The construction industry as a whole has been under liquidity pressure for some time now which seemed to be acknowledged yesterday with the NZ Transport Agency emailing contractors announcing that they would pay them in advance.
“Waka Kotahi, NZ Transport Agency, is offering advance payments to roading contractors so the industry will be ready to hit the ground running to deliver vital projects and help get New Zealand moving when the country moves out of the current Level 4 Covid-19 Alert lock down<” the email signed by the General manager of Transport Services, Brett Gliddon.
But the note hinted at the problems the industry is facing.
“I acknowledge the impacts on you, your employees, labour-hire staff and site-based subcontractors are significant and challenging,” it said.
“We know that any significant and prolonged disruption to the industry will inhibit both our and your ability to deliver future infrastructure for New Zealand and provide economic stimulus across the supply chain.

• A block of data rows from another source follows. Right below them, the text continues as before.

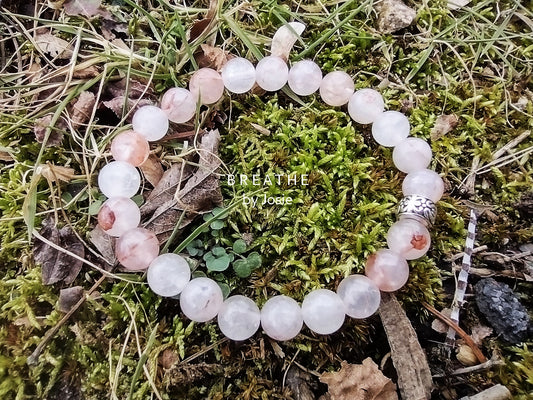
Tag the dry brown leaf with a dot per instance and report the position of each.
(57, 266)
(56, 136)
(212, 57)
(56, 173)
(443, 125)
(82, 109)
(359, 382)
(53, 45)
(152, 169)
(284, 39)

“In the current climate, the infrastructure pipeline for New Zealand is more critical than ever. Not only does New Zealand require this infrastructure, but its construction will also now play a key role in New Zealand’s economic recovery.”

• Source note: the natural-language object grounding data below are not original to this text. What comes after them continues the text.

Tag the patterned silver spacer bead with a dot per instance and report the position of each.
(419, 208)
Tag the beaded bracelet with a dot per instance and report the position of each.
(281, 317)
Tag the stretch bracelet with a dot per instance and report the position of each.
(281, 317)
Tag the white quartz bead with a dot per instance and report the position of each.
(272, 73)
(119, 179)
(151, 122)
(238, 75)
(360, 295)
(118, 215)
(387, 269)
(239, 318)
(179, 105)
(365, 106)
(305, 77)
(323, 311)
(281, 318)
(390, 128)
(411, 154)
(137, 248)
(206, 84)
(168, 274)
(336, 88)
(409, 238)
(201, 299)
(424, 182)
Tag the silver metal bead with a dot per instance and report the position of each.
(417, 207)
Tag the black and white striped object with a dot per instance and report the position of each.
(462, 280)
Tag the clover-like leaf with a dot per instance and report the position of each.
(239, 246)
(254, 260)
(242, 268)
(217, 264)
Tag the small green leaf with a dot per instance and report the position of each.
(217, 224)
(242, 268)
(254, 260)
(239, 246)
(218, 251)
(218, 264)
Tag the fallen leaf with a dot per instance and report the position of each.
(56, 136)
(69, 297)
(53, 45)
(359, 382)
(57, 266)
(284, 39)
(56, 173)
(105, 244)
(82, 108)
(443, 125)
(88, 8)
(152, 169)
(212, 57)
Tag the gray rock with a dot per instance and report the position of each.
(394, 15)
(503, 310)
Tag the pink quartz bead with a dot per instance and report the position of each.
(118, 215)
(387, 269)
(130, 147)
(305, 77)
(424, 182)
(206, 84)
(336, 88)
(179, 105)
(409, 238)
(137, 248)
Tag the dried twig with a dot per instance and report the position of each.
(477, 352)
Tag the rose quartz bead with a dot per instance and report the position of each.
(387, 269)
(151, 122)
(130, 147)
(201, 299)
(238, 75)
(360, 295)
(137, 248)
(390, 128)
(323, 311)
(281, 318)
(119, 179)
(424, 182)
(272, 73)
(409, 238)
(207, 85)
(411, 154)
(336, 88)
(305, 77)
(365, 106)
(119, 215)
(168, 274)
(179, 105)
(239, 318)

A major announcement is expected this morning on a list of “shovel ready” projects that the Government will put out to tender as soon as Level Four is lifted.
But the situation is complex.
Many companies are not working for the Government but for private clients.
Infrastructure NZ held a webinar for its members yesterday about the situation. In notes of the webinar provided by a participant to POLITIK the challenge facing the industry was set out.
Participants were told the Infrastructure NZ survey found most organisations expected the Covid-19 impact to last for more than 12 months.
And it was suggested that the first challenge would come at the end of this week; then in the period up to the end of the current lockdown and then the third, after that.
All of those are points where companies could face real difficulties.
But there are political challenges ahead too.
NZ First, as the self-described party of the provinces with Shane Jone as Infrastructure Minister will be intimately involved in any programme to “build” our way out of the economic downturn.
The party has also historically favoured a strong role for Government in the economy. Hence, it is likely that if a large amount of Government funding were to go to big construction companies, NZ First would be keen to see it go as equity capital.
They might even go as far as to propose the revival of the Ministry of Works.
The party’s caucus yesterday is understood to have discussed the principles which should guide any injection of capital into private sector companies.
And they also discussed overseas-owned forestry companies with an intention that they be required to export unprocessed logs only after they have set up local manufacturing and processing facilities for timber.
NZ First is motivated by what everyone is now accepting will be a doubling or possibly tripling of unemployment figures.
Westpac Chief Economist, Dominick Stephens, yesterday forecast that around 207,000 jobs will be lost, equating to 7% of the workforce, because of the covid-19 lockdown.
That would push the unemployment rate to nine per cent; still below the 1991 peak of 10.6 per cent.
But Stephens is assuming that the country will be out of the lockdown at the end of April though regions may go in and out from then on.
That is a big call. Much will depend on how long future lockdowns last and what the full impact of closed borders will be.
POLITIK understands that some Government officials are now working on the assumption that unemployment will rise to 12 per cent — around 300,000 people.
However, yesterday’s increase of only 48 cases to give a total of 647 continued the falling growth rate trend, which began five days ago.
Whether this will continue is another unknown. Meanwhile, the Southern DHB, including Dunedin and Queenstown, has taken over as the area with the most cases.